Region has global impact
Some 70% of the nation’s grain is exported from the lower Mississippi River and its five ports that includes South Louisiana. About 25% of the petrochemical products exported out of the U.S. come down by the same route, Mr. Matthews said. It gets there by way of the cities and states that are connected to the Mississippi River in Arkansas, Tennessee, Illinois, Iowa and Minnesota.
His port sees more than 240 million tons of cargo and half of that is grain that is then exported out of the U.S. market.
In addition to products going to Mexico, other parts of Central America, South America, Colombia, Japan, China and the Netherlands, there is volatile conflict between Russia and Ukraine which had been two of the top five exporters of grain in the world.
That makes investment in the Quad Cities and the Upper Mississippi River infrastructure even more important, Mr. Matthews said, adding “we recognize that connectivity with infrastructure is going to make us more competitive for our farmers to be in a better position to sell their grain to the world.”
He added: “We can work together in a bipartisan manner to push the idea of making sure that infrastructure projects are properly funded.”
Bi-State’s Ms.

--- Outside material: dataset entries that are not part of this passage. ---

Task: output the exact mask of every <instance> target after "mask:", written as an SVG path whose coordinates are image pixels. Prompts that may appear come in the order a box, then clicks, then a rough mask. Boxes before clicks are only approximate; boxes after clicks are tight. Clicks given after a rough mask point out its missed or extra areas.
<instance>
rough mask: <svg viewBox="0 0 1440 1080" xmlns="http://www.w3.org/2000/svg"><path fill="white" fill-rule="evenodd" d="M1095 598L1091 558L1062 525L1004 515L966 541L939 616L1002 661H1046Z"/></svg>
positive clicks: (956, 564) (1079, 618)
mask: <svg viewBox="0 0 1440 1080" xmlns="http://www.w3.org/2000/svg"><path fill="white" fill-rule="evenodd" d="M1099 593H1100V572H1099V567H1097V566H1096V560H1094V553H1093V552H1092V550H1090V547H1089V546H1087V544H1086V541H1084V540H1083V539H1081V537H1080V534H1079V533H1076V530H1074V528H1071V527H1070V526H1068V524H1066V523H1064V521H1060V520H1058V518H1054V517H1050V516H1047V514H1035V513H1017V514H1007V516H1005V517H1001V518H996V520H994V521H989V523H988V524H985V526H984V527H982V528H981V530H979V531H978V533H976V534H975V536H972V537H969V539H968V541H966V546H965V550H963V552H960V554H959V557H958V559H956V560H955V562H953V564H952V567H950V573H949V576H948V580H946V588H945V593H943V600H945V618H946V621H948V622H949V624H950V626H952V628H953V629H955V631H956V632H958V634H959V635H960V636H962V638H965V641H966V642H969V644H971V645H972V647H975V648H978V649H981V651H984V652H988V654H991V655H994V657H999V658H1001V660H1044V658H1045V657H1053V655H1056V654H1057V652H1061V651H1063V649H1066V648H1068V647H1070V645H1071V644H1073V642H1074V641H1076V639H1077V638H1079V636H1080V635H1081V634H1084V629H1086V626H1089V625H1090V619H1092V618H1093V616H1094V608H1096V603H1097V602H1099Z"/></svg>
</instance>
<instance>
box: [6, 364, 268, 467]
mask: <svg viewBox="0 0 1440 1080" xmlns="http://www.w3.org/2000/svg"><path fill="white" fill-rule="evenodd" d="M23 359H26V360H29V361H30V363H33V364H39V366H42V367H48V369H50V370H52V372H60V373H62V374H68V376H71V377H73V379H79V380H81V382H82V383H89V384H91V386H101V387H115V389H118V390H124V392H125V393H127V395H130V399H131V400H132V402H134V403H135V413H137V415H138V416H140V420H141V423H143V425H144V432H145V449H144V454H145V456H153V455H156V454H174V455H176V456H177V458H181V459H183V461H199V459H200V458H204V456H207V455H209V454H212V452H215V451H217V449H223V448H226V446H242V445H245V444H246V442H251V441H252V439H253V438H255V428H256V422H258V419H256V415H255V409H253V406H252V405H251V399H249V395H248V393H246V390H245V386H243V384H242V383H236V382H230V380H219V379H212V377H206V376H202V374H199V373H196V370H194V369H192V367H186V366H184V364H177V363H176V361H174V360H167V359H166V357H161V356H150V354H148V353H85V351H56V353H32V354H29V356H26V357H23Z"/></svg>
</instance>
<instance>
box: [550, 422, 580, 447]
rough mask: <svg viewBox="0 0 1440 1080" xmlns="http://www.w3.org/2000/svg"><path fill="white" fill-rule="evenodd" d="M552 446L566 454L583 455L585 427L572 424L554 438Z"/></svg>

McCullough said there is strength in numbers when seeking government infrastructure and other investment. “There really is a lot of volume moving on the Mississippi River, but because it’s all of these small terminals that are doing the work and it’s not one single port, it kind of falls to the wayside,” she told the QCBJ. “There is more voice when everyone comes together and I think that’s part of what this is trying to accomplish, too.”
Today, the amount of freight making its way throughout the Upper Mississippi River from the northern border of Iowa down to the southern one is much easier to track thanks to a frequently updated Bi-State Freight Planning page on the planning commission’s website. The tracker also helps to bring more attention to the importance of the Quad Cities regional and local port districts.
Mr. Sinkler said the ports and their resources also “help the Quad Cities region be seen and recognized as a nationally and globally significant multi-modal transportation logistics center.”
For corporations that are part of the supply chain and rely on the supply chain, he said this “just benefits them and it benefits our economic development initiatives and it’s just easier to tell the story of the multimodal transportation logistics center that we really are by having a port here that’s recognized by the U.S. government.”
The Corn Belt Ports system also “aligns perfectly with our defense, manufacturing and logistics corridor that we have here,” Mr. Sinkler said. That includes the Rock Island Arsenal, the Joint Manufacturing & Technology Center and some 150 defense contractors.
Then there is the positive environmental impact from investing in barges, ports, wetlands and other areas. “We really are a good news story in reducing carbons and the wetlands themselves along the flood plains are natural carbon sinks,” Mr. Sinkler said.
How can Quad Citians help the regional and local ports in those efforts?
“Everyone needs to identify as being part of a port or as supporting their home port,” Mr. Sinkler said. “There is a home port advantage and just being designated as a port or having our companies identify with a port, the more visibility we have for the region.”
CORN BELT PORTS – AT A GLANCE
The Corn Belt Ports are the federally recognized ports in the heart of the Corn Belt above Locks and Dam 26 on the Upper Mississippi River and Illinois Waterway. The four regional Corn Belt Ports within the Corn Belt’s Lock and Dam System are:
- Mid-America Port Commission in Illinois, Iowa and Missouri.
- Upper Mississippi River Ports in Illinois and Iowa, which includes the Quad Cities area.
- Illinois Waterway Ports in central and north-central Illinois.
- Northern Grain Belt Ports in Wisconsin and Minnesota.